It’s been some time since my last post, due to the holidays and the lovely response that the Maine library community has given to our technology petting zoo (YAY!). It’s gratifying to know that something we’re doing here at MSL is having an immediate impact on library staff and services. The next couple months are already filling up, and there are some interesting things to come in the next few months that I’ll be ever-so-happy to talk about.
But for the moment, let me make a statement that is half-prediction, half-hope: this year is going to be the year for our libraries to learn the intrinsic value of volume, in the form of speaking up and conveying the worth of libraries to your community and the world.

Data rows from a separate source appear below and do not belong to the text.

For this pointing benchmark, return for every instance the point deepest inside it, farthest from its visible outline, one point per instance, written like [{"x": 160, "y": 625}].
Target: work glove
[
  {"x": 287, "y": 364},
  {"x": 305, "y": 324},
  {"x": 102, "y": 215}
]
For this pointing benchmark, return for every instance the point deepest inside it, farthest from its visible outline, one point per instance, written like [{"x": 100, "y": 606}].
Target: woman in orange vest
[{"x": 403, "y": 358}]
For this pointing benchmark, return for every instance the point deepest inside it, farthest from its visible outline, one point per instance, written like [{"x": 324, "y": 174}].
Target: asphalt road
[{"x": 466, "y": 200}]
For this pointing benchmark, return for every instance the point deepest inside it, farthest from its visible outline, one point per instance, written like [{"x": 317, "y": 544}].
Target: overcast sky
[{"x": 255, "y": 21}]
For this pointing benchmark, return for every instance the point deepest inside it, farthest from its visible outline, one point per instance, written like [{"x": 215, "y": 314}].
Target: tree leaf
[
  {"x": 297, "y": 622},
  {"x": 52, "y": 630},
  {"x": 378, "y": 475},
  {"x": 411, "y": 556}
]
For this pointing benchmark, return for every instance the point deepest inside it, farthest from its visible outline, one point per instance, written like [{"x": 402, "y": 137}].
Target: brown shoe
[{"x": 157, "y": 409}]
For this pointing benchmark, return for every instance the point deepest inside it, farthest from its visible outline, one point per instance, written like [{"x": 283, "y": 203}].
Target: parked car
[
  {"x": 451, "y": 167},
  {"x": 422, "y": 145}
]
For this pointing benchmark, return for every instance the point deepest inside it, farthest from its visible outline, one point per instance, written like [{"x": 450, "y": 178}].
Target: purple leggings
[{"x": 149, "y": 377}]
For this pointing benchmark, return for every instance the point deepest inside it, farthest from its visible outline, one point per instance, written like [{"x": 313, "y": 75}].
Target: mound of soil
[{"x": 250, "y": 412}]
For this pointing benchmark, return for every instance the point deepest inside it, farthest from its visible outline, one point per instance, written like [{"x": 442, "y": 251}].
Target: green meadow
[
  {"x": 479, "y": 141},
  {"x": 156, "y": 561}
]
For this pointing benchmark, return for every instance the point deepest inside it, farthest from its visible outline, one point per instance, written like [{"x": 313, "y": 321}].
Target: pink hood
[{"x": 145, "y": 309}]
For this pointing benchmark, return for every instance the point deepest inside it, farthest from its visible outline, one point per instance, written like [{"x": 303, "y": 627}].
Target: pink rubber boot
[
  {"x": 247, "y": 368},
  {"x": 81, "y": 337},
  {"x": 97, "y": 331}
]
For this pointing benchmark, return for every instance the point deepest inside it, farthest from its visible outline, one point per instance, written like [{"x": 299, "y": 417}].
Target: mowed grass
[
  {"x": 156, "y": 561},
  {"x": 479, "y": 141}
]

I say this after having observed it in action. At the Southwest Harbor Public Library, as mentioned in my earlier blog post, Kate Pickup-McMullin and Candy Emlen decided to make more of the petting zoo event they were planning, and did so by inviting their state legislators, town manager and board members to the event, along with Linda Lord and their local school librarian. Kate and Candy’s event made local and state news and were picked up by the ALA in Washington D. C. as an examplary way of underscoring the value of their library to their community. Kate and Candy would be the first to say that it didn’t take much effort to bring these people together, but no one doubts the impression that was made during that meeting.
Ellyssa Kroski, director of information technology at the New York Law Institute and speaker on the areas of technology and libraries, created a very insightful slideshow on the future of libraries. The most poignant slides begin at slide 51, where libraries that have “future-proofed” themselves are able to demonstrate their own ROI (return on investment). Most of the slides to follow hammer home the value of “being loud” in your community and letting everyone know how much value your library provides, while always on the lookout for adding value above and beyond what competitors can provide.
I like to think that the lions, laying vigilantly before the New York Public Library, are symbolic of this evolution; this could be the year that the iconic figure of austere silence, pursed lips sealed by a rigidly-vertical finger, will learn to roar.